Im Achtelfinal der Copa Libertadores setzte sich Palmeiras in Asunción mit 1:0 durch. Das einzige Tor fiel in der 41. Minute, als G. Gomez für die Gäste traf. Der Sieg bedeutet, dass die Brasilianer die zweite Runde erreichen – der Vorsprung aus dem Hinspiel reichte, auch wenn Serro Porteño den Großteil der Ballbesitzzeit für sich beanspruchte.
Die Partie begann ruhig, und der entscheidende Moment kam unerwartet spät. Gomez nutzte eine Lücke, fand den Weg zum Abschluss und schob ein.
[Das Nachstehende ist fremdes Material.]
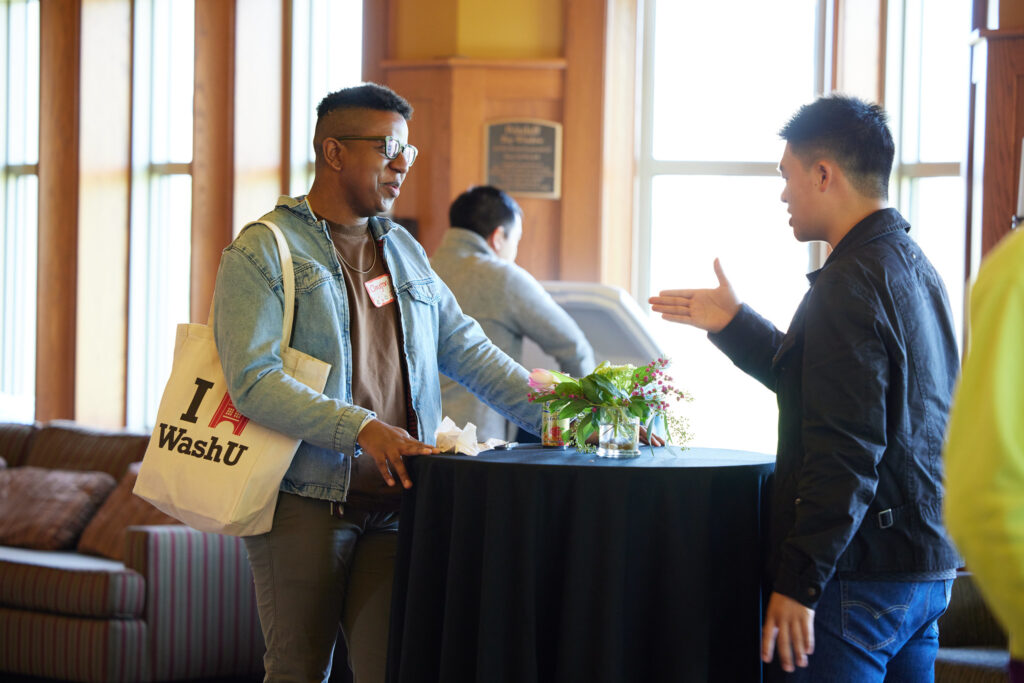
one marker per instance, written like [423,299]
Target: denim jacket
[436,336]
[864,379]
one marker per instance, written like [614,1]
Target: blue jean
[876,631]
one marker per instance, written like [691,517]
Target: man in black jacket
[861,566]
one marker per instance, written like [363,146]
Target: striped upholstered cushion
[68,648]
[67,445]
[67,583]
[201,611]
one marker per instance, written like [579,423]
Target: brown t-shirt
[378,377]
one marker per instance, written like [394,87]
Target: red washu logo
[176,439]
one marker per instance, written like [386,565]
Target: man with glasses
[368,303]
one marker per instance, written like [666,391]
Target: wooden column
[580,255]
[213,147]
[58,170]
[998,127]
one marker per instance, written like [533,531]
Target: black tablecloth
[539,565]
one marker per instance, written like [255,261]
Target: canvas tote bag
[206,464]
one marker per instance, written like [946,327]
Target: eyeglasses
[392,145]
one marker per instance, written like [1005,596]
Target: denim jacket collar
[379,225]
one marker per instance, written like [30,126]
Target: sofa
[96,585]
[972,644]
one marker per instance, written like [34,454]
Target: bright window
[161,204]
[927,97]
[18,207]
[327,55]
[710,185]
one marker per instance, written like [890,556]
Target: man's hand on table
[793,626]
[386,444]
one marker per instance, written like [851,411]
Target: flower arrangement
[613,395]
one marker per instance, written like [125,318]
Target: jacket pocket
[424,291]
[873,612]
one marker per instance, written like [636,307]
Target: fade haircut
[483,208]
[366,96]
[330,113]
[851,132]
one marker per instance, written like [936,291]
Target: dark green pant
[313,570]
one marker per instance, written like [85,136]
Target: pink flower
[542,380]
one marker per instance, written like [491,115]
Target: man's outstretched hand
[386,444]
[707,309]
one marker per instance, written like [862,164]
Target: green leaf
[606,386]
[592,391]
[566,388]
[569,411]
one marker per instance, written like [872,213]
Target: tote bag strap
[288,281]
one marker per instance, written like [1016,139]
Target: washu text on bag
[207,465]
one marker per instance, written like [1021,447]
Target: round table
[535,564]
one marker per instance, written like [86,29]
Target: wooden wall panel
[454,98]
[997,144]
[425,190]
[58,174]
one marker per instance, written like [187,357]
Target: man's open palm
[707,309]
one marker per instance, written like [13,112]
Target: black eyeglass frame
[389,141]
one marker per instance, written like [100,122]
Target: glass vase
[617,434]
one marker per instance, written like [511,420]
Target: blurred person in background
[476,260]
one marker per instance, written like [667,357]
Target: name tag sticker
[380,290]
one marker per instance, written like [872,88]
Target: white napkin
[452,439]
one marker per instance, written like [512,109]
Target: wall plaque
[523,157]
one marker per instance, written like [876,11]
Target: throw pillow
[105,534]
[47,509]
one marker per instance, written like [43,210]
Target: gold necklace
[338,251]
[342,259]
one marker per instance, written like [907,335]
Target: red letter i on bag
[202,386]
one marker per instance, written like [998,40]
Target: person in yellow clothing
[985,443]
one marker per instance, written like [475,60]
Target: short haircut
[366,96]
[853,133]
[483,208]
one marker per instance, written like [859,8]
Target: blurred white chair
[611,319]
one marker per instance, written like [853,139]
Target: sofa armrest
[968,622]
[200,603]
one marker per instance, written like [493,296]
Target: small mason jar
[617,434]
[553,431]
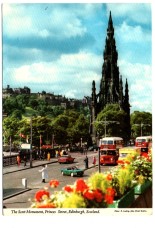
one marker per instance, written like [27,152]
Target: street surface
[15,195]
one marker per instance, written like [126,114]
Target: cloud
[58,47]
[134,12]
[139,78]
[70,74]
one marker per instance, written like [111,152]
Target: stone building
[111,84]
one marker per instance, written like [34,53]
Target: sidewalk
[28,191]
[35,163]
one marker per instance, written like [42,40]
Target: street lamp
[105,122]
[81,142]
[31,142]
[141,127]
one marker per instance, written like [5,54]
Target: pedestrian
[24,160]
[18,160]
[94,160]
[57,153]
[48,156]
[44,173]
[86,162]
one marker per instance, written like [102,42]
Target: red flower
[88,195]
[68,188]
[40,194]
[109,196]
[81,185]
[109,177]
[127,162]
[98,195]
[54,183]
[121,162]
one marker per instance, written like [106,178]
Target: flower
[40,194]
[96,192]
[100,189]
[142,167]
[54,183]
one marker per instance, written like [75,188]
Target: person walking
[86,162]
[24,160]
[48,156]
[18,160]
[44,173]
[94,160]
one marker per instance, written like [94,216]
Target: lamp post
[10,145]
[141,127]
[31,142]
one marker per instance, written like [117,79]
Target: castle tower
[109,85]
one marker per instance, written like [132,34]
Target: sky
[58,48]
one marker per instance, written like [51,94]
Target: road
[12,182]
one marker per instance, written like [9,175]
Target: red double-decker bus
[144,143]
[109,150]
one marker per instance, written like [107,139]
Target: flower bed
[141,188]
[125,201]
[109,190]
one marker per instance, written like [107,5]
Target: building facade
[111,84]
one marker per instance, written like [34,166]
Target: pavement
[35,163]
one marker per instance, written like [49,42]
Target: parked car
[72,171]
[66,159]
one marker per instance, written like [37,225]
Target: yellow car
[123,152]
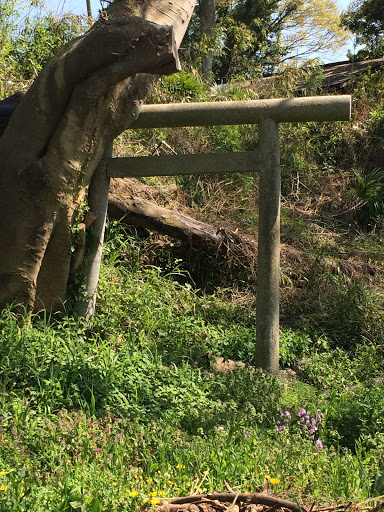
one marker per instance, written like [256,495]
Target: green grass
[112,417]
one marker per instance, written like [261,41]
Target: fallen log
[136,211]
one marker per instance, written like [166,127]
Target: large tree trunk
[87,94]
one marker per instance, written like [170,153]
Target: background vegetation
[132,410]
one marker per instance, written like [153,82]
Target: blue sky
[80,7]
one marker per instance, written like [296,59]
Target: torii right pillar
[268,254]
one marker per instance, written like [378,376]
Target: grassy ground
[117,416]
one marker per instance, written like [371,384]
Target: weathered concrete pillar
[98,204]
[268,262]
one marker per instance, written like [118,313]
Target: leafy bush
[40,39]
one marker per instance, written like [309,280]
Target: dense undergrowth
[119,415]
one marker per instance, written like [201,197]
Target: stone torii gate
[266,158]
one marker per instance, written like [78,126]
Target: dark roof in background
[336,74]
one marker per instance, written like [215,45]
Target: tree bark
[87,94]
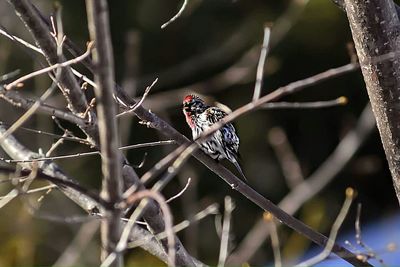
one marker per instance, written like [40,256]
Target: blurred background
[211,50]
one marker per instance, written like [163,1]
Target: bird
[224,143]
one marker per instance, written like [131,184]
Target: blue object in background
[376,235]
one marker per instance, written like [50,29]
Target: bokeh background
[211,50]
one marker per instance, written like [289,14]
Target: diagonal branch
[68,84]
[97,11]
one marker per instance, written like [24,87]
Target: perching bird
[224,143]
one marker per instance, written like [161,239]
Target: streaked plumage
[224,143]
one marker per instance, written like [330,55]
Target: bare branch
[177,15]
[84,154]
[311,186]
[334,231]
[223,250]
[50,68]
[341,101]
[269,218]
[261,63]
[17,100]
[136,105]
[98,23]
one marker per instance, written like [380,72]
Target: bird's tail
[239,168]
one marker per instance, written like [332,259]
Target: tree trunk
[376,32]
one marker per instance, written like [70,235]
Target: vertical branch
[98,23]
[375,28]
[223,251]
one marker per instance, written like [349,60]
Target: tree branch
[97,11]
[375,27]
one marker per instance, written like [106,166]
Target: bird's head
[193,104]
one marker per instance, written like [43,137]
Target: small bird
[224,143]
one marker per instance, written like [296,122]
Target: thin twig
[122,243]
[111,158]
[261,63]
[29,112]
[91,153]
[50,68]
[340,101]
[288,160]
[177,14]
[311,186]
[68,138]
[212,209]
[334,231]
[19,101]
[35,190]
[180,193]
[223,250]
[28,45]
[138,104]
[269,218]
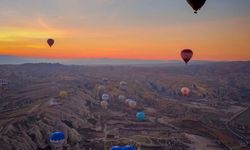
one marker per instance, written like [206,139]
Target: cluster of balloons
[128,147]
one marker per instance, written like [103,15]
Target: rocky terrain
[31,107]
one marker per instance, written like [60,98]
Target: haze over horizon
[116,29]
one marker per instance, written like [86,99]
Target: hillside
[31,107]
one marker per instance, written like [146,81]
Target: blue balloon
[140,116]
[57,136]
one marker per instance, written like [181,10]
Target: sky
[125,29]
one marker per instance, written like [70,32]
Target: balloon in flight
[57,139]
[50,42]
[121,97]
[186,55]
[104,104]
[140,116]
[123,85]
[196,4]
[185,91]
[105,97]
[127,101]
[63,94]
[132,104]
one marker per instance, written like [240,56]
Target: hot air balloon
[132,104]
[127,101]
[104,104]
[63,94]
[57,140]
[101,88]
[140,116]
[123,85]
[185,91]
[121,97]
[186,55]
[105,97]
[196,4]
[50,42]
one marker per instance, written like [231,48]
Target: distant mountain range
[7,59]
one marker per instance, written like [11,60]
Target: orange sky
[225,38]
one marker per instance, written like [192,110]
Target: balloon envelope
[57,139]
[105,97]
[121,97]
[104,104]
[196,4]
[132,104]
[140,116]
[127,101]
[123,85]
[186,55]
[185,91]
[50,42]
[63,94]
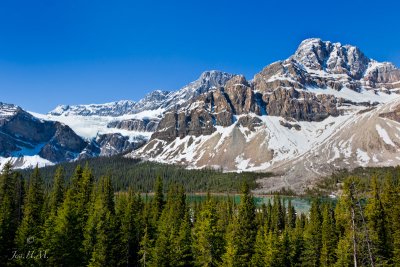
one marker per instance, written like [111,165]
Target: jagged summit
[331,57]
[7,110]
[327,106]
[116,108]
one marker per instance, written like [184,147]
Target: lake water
[301,205]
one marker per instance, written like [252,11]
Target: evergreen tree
[313,237]
[132,227]
[101,235]
[244,232]
[57,193]
[66,243]
[29,232]
[378,225]
[207,237]
[328,236]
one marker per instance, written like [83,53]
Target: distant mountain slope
[327,106]
[284,114]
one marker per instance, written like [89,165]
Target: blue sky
[82,51]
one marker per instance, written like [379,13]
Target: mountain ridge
[278,121]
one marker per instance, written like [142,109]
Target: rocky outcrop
[112,144]
[22,133]
[301,105]
[392,115]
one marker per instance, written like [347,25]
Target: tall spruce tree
[313,237]
[11,197]
[328,236]
[244,231]
[101,235]
[29,232]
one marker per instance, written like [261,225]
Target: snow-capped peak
[116,108]
[8,110]
[332,58]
Danach blieb die Szene im Gedächtnis: ein einzelner Treffer, der alles veränderte, während Serro Porteño weiter versuchte, das Spiel zu dominieren. Und dann wurde es enger, als die Gastgeber nach dem Rückstand Druck aufbauten.
Palmeiras verteidigte kompakt und ließ nur wenig anbrennen. Die Besucher schossen zwar häufiger – zehn Versuche gegenüber sechs – doch die Effizienz lag beim Gegner. Interessant wird es, wenn man die erwarteten Tore betrachtet: 0,93 für Palmeiras, 0,56 für Serro Porteño. Die Zahlen zeigen, wer die besseren Chancen hatte, doch der Unterschied blieb marginal.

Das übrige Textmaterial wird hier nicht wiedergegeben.